Logo, a fenomenologia de Ponty descarta as euforias analíticas para se ater também às prescrições fatídicas num positivismo fenomenológico, intersubjetivo e ético, não deixando de agregar também o transcendental dado na própria consciência pelas imagens:

“Mas, se existe uma natureza do sujeito, então a arte escondida da imaginação deve condicionar a atividade categorial; não apenas o juízo estético, mas também o conhecimento repousa nela, é ela que funda a unidade da consciência e das consciências.”
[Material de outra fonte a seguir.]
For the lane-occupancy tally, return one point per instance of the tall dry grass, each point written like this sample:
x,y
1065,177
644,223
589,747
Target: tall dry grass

Com isso, efetiva-se a relação inicial de sujeito consciente prescrita por Descartes, mesmo que se de maneira involuntária e equivocadamente, às questões fenomenológicas que caminham e mudam também de acordo com os fenômenos, portanto é característica desses filósofos não mais investigar uma essência verdadeira, mas unicamente as verdades na percepção e nas imagens das “essências”, vias necessárias para apreensão consciente dos fatos, não mais distanciada ou segregada nas investigações como eram na história da filosofia epistemológica de muitos pensadores. Uma bela passagem do prefácio da fenomenologia da percepção sintetiza e pode nos concluir melhor tal ponto de vista:

“Este movimento é absolutamente distinto do retorno idealista à consciência, e a exigência de uma descrição pura exclui tanto o procedimento da análise reflexiva quanto o da explicação científica. Descartes e sobretudo Kant desligaram o sujeito ou a consciência, fazendo ver que eu não poderia apreender nenhuma coisa como existente se primeiramente eu não me experimentasse existente no ato de apreendê-la; eles fizeram aparecer a consciência, a absoluta certeza de mim para mim, como a condição sem a qual não haveria absolutamente nada, e o ato de ligação como fundamento do ligado. Sem dúvida, o ato de ligação não é nada sem o espetáculo do mundo que ele liga; a unidade da consciência, em Kant, é exatamente contemporânea da unidade do mundo e, em Descartes, a dúvida metódica não nos faz perder nada, visto que o mundo inteiro, pelo menos a titulo de experiência nossa, é reintegrado ao Cogito, certo com ele, e apenas afetado pelo índice “pensamento de...”. Mas as relações entre o sujeito e o mundo não são rigorosamente bilaterais: se elas o fossem, a certeza do mundo, em Descartes, seria imediatamente dada com a certeza do Cogito, e Kant não falaria de ‘inversão copernicana’. A análise reflexiva, a partir de nossa experiência do mundo, remonta ao sujeito como a uma condição de possibilidade distinta dela, e mostra a síntese universal como aquilo sem o que não haveria mundo. Nessa medida, ela deixa de aderir à nossa experiência, ela substitui a um relato uma reconstrução. Compreende-se através disso que Husserl tenha podido censurar em Kant um “psicologismo das faculdades da alma” e opor a uma análise noética que faz o mundo
repousar na atividade sintética do sujeito a sua ‘reflexão noemática’, que reside no objeto e explicita sua unidade primordial em lugar de engendrá-la.”















































BIBLIOGRAFIA

MERLEAU-PONTY, M. O. Fenomenologia da Percepção, In: Textos Escolhidos (Os Pensadores). v. XLI. São Paulo: Editora Abril, 1975. ___. São Paulo: Martins Fontes, 1994.